Verbage in the compensation paragraph also was changed so that the payment was no longer "limited" at $250,000 but merely "budgeted" at that amount.
"If we do exceed the $250,000, I want the opportunity to go argue why I still need to get paid," Dowd said.
But City Manager Misenhimer says the language doesn't change the intent of the $250,000 limit.
The amendment also allowed Dowd to bill separately for environmental litigation over private developments. The work was not specifically excluded by the original contract.
Dowd says the scope of work was revised because of the unforeseen needs since he took over.
No one could have predicted the amount of time consumed by the city on prosecution of former city managers and lawsuits brought by environmental interest groups, Dowd said.
"No one has the ability to predict what lawsuits are going to happen tomorrow. But it's a reality," he said.
It is true that new legal issues arose with resignation of former city manager Alan Christensen and his subsequent criminal prosecution, a lawsuit challenging Lowe's shopping center, and another suit challenging the city's water rate increase.
But it's also true that Dowd's bill was already near the limit in September at about $220,000, with five months still left in the contract period. Meanwhile, Dowd's firm had already billed the city nearly $30,000 for handling environmental litigation when the contract amendment was adopted in September.

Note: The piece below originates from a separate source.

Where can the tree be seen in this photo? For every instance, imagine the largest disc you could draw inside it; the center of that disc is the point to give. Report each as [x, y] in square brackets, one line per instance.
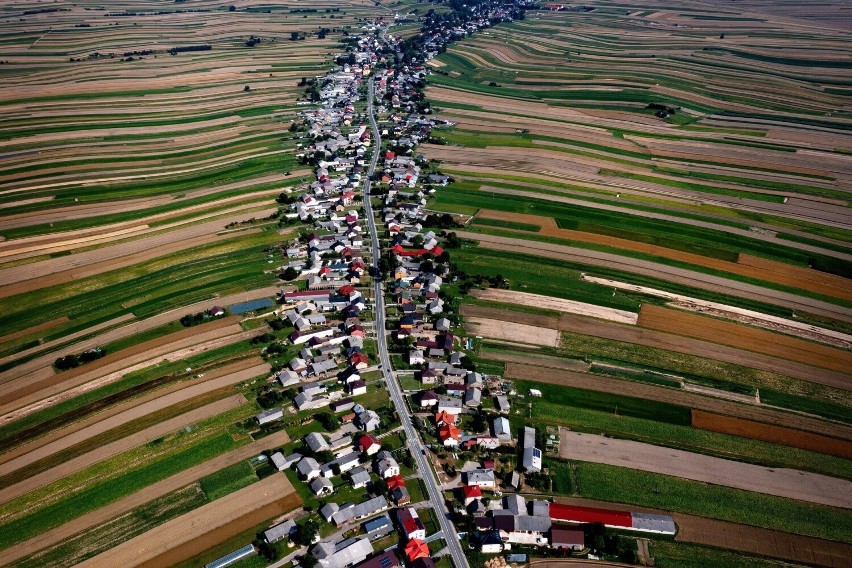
[305, 534]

Fellmeth, the professor of the University of San Diego School of Law, has a problem with that.
"Attorneys have a fiduciary duty to their client, that means you keep your word. But it's also true that legal representation is sometimes too hard to predict," Fellmeth said. "The right thing to do is to go back to (the client) before you incur the cost, not after. It's a cliche to say 'Don't ask in advance. Do it first and ask for forgiveness.' Attorneys should not be doing that."
But such a practice isn't uncommon, Fellmeth says.

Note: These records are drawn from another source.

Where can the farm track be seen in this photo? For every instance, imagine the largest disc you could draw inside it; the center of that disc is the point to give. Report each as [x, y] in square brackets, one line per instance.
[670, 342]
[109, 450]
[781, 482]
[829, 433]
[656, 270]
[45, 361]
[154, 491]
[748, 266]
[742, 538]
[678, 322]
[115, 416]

"The fact is, if you are an attorney and if you are in the middle of 10 cases, you're very hard to replace," he said. "Theoretically, attorneys should not be taking advantage of their position to leverage more money from their client."
That's not how it happened, according to Councilman Chin.
Chin said that litigation arising from environmental challenges was never part of the scope of service for Dowd.
"We just clarified the language," Chin said. "The council had already known. We just clarified it for everybody. It was not a change."
Beaver opined that the contract amendment was a ploy that allows Dowd's firm to "get paid more for less work."
"He's basically saying, 'I want to get paid more because I'm doing more work than what I thought I would be doing,'" Beaver said. "He didn't mean what he said when he first agreed to that cap. Dowd needs to pay back to the city any excess compensation he was paid because of the second contract."
This contract amendment is the second major foul for the city council, Beaver said.
"If they pay him, then other law firms, which were competing for the job, are in the position of suing the city because they were rejected partly on the basis of this cap. They were denied their chance to work with the city because of unfair competition and dishonest bidding."